本発明のヒドラジン含有ゲル化物におけるポリマーは、(A)アミド基、カルボキシル基及びその塩、並びにエーテル結合からなる群から選ばれる少なくとも1種の基又は結合を有するポリマーである。アミド基、カルボキシル基及びその塩、並びにエーテル結合は、水素結合によりヒドラジンの流動性を抑制することが可能であり、これらの基は1種のみを含んでいても、複数を含んでいてもよい。なかでも、ヒドラジンに対する安定性とヒドラジンとの親和性の点から、アミド基とカルボキシル基又はその塩が好ましい。上記アミド基、カルボキシル基及びその塩、並びにエーテル結合の少なくとも何れかを有するポリマーとしては、これらの基又は結合を有していれば特に限定されず、ポリアクリルアミド、ポリ(N-メチルアクリルアミド)、ポリ(N,N-ジメチルアクリルアミド)、ポリ(N-エチルアクリルアミド)、ポリ(N-プロピルアクリルアミド)、ポリ(N-イソプロピルアクリルアミド)、ポリ(N-ビニルアセトアミド)、ポリ(N-ビニルホルムアミド)、ポリ(N-ビニルピロリドン)等の鎖状又は環状アミド基を有するポリマー(好ましくは、窒素原子上にアルキル置換基を有していてもよいポリアクリルアミド又はポリビニルアミド);ポリアクリル酸、ポリメタクリル酸、ポリアクリル酸ナトリウム、ポリアクリル酸カリウム、ポリメタクリル酸ナトリウム、ポリメタクリル酸カリウム等のカルボキシル基又はその塩を有するポリマー(好ましくは、ポリ(メタ)アクリル酸及びそれらのアルカリ金属塩);ポリメチルビニルエーテル、ポリエチルビニルエーテル、ポリアリルメチルエーテル、ポリ(ポリエチレングリコール)モノビニルエーテル等のエーテル結合を有するポリマー;及びこれらとポリ(メチレンビスアクリルアミド)、ポリジビニルベンゼン、ポリジビニルエーテル、ポリ(ポリエチレングリコールジビニルエーテル)等の二官能モノマーとの架橋体であるポリマーを挙げることができる。尚、本明細書において、(メタ)アクリルは、アクリル及びメタクリルを意味する。

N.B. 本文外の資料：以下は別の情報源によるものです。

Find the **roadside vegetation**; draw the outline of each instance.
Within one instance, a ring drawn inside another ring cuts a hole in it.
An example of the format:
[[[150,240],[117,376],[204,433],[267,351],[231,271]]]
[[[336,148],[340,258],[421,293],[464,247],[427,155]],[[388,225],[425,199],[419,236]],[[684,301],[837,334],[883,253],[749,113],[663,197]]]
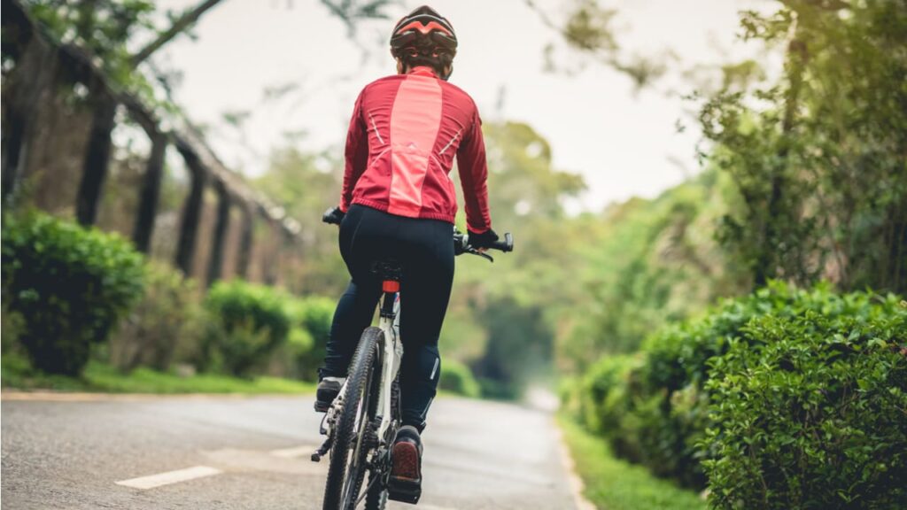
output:
[[[4,388],[24,390],[79,391],[102,393],[236,393],[302,394],[314,391],[311,382],[267,376],[239,378],[222,374],[180,374],[177,370],[160,372],[140,367],[124,373],[109,364],[89,361],[77,378],[48,374],[31,367],[28,360],[15,354],[3,357],[0,379]]]
[[[713,509],[903,508],[907,12],[740,16],[780,76],[721,70],[707,170],[610,211],[596,299],[559,338],[564,411],[608,444],[574,446],[577,464],[602,508],[649,505],[597,494],[611,454]]]
[[[610,445],[584,429],[571,417],[561,417],[564,441],[583,482],[583,495],[609,510],[705,510],[706,500],[678,487],[641,466],[614,455]]]

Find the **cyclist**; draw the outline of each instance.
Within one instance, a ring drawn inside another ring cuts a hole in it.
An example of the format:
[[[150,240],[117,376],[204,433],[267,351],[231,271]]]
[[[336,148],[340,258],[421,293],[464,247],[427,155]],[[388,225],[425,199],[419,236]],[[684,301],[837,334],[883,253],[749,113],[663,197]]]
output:
[[[451,232],[456,155],[470,243],[498,236],[488,210],[482,123],[472,98],[447,83],[457,39],[450,22],[424,5],[401,19],[390,40],[397,74],[359,93],[346,135],[340,206],[340,253],[351,276],[337,303],[316,409],[327,410],[344,382],[363,329],[381,295],[377,260],[401,262],[403,427],[393,449],[395,480],[421,485],[422,443],[441,370],[438,336],[454,280]]]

尚、本発明のポリマーは、通常、これを構成する(モノマーに由来する)繰り返し単位の全てがアミド基、カルボキシル基及びその塩、並びにエーテル結合を含むが、本発明の効果を損なわない範囲で、上記の基及び結合を含まないモノマーに由来する繰り返し単位を含んでいてもよく、その割合は、通常、20モル%以下、好ましくは10モル%以下程度である。ここで、上記の基及び結合を含まないモノマーとしては、エチレン、プロピレン、ブタジエン、スチレン、スチレンスルホン酸、ジビニルベンゼン、アリルアミン等が挙げられる。
本発明のヒドラジン含有ゲル化物におけるポリマー(A)とヒドラジン(B)の割合は、ポリマーの種類によって一概には言えないが、成分(B)に対する成分(A)の割合(重量比)が、0.001〜1.5である。
好ましくは、0.01以上、更に好ましくは0.02以上であり、一方、1以下が好ましく、更に好ましくは0.5以下、特に好ましくは0.1以下である。この値が小さすぎると、ポリマー量が少なくなり過ぎることによりゲル化が不十分となり、従って、ヒドラジンの固定化が十分に行なわれないこととなる。一方、この割合が大きすぎると、ゲル化に対する効果に変わりはない一方使用するポリマーが多いことにより経済的に不利となり、又、ゲル化物の容量が大きくなる。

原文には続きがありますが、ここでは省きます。